同店ではリターンライダーに対しては、決して大排気量車を薦めない。その理由は、年齢と共に体力も動体視力も低下するからだ。
一方のJOGはどうか。同店が狙うのはSA36J。このモデルに絞る理由は、他の機種に比べエンジンの耐久性が高いと分析しているからだ。通勤や通学に適していて価格的に手ごろなため、ユーザーからの引きも強いという。
TWやJOG以外で人気が高いのは、カブのカスタムモデル。コロナ以前から人気は高いが、最近はYouTubeの影響が顕著だという。
「タレントのヒロミさんがカブを164ccにボアアップしているのですが、それと全く同じに仕上げて欲しい、というオーダーが増えました。カブのベースはカスタム。四角いヘッドライトが人気の要因です。

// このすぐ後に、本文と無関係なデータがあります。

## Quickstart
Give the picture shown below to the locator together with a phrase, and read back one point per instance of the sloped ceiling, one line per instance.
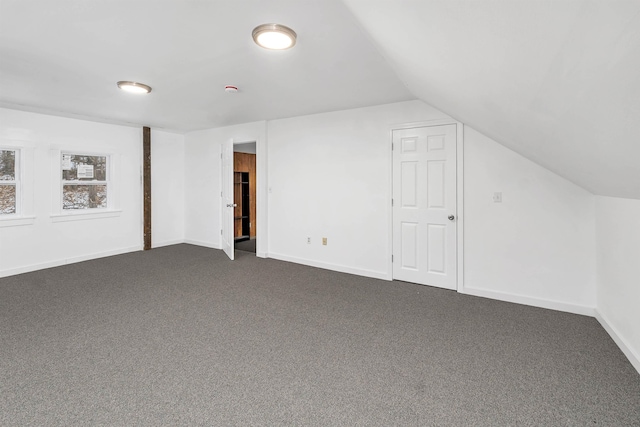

これに乗ってキャンプに行く、という人も増えていますね。下期もこの路線でいきます」
◆販売店C(中古車販売/千葉県)
「例年、メンテナンスのため、年末になると、10件ほど車両の持ち込みがあるのですが、昨年末はゼロ。今年に持ち越しとなりました。1月以降は徐々に依頼が入り始めたのですが、パーツ交換については、例えばタイヤにしても、とりあえずリヤだけ、みたいな感じです。修理も先延ばしだし、代替えにも二の足を踏む。パターンとしては「壊れる前に直す」「壊れたら直す」「壊れたら考える」に分類されますが、3つ目が急増しています」
最近、増えたのがオイル交換の料金確認。方々に電話を掛け、一番安いところに依頼しようという考えのようだ。ユーザーの消費行動がここまでタイトになってしまった理由は、やはり物価の上昇が最大要因だと指摘する。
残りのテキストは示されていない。